Lessons from abroad, selectively applied
The government has acknowledged similarities between Encuentro and El Salvador’s high-profile Terrorism Confinement Center, where visits have been suspended since 2022. But analysts point out a critical difference. While El Salvador paired harsh confinement with a nationwide labor initiative that put tens of thousands of inmates to work, Ecuador’s system offers no comparable rehabilitation programs.
El Salvador’s “Zero Idleness Plan,” launched in 2024, ties work to sentence reductions, though it has also faced criticism. Ecuador, by contrast, has no structured mechanism to occupy inmates’ time. Security experts warn that idleness inside prisons has historically turned facilities into breeding grounds for criminal networking rather than deterrence.

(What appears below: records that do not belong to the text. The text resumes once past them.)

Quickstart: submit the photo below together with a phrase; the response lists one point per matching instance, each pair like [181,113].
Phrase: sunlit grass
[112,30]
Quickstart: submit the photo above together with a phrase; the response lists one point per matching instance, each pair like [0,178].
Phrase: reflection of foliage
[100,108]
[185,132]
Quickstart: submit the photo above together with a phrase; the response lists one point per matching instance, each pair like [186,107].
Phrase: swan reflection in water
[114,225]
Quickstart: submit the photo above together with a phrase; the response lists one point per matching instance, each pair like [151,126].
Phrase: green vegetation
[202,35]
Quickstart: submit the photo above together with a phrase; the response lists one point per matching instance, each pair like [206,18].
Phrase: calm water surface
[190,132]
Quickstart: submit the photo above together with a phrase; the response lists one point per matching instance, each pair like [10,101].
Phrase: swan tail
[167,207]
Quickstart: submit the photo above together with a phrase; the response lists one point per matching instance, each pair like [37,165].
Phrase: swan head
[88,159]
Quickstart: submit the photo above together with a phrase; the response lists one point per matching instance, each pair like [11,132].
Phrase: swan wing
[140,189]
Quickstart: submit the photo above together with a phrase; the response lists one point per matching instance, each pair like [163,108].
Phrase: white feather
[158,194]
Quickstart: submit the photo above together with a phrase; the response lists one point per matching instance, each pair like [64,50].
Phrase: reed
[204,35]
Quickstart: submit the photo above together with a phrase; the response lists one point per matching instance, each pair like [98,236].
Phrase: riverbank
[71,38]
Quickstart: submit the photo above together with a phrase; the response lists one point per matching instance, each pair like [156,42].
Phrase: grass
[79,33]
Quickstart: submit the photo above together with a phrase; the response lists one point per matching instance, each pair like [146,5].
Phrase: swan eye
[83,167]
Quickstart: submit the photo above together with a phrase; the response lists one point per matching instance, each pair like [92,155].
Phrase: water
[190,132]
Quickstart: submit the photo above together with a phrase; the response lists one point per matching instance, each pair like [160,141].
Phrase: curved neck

A police source, speaking anonymously, said Ecuador’s traditional prisons have functioned as “universities of crime,” where inmates refine skills and strengthen alliances. The same source acknowledged that isolating top criminal leaders at Encuentro may temporarily disrupt command structures on the streets, but questioned how sustainable that approach will be without parallel rehabilitation efforts.
Mega-prisons or manageable systems
The government has announced plans for an even larger facility, a new mega-prison with capacity for 15,000 inmates, scheduled to begin construction in April 2026 as a response to chronic overcrowding. Critics argue that scale alone will not fix a system plagued by weak governance and neglect.
Renato Rivera, a researcher specializing in organized crime, describes Ecuador’s prisons as spaces of extreme dehumanization where criminal groups have filled the vacuum left by the state. He argues that minimum standards of rights and access to essential services are not luxuries but prerequisites for preventing gangs from monopolizing power behind bars.
In a recent report, Rivera recommends moving away from massive, overcrowded complexes and instead prioritizing smaller and mid-sized prisons with manageable populations and stronger oversight. Without that shift, he warns, even the most restrictive facilities risk becoming symbols of control on paper while reproducing the same failures that have long defined Ecuador’s penitentiary system.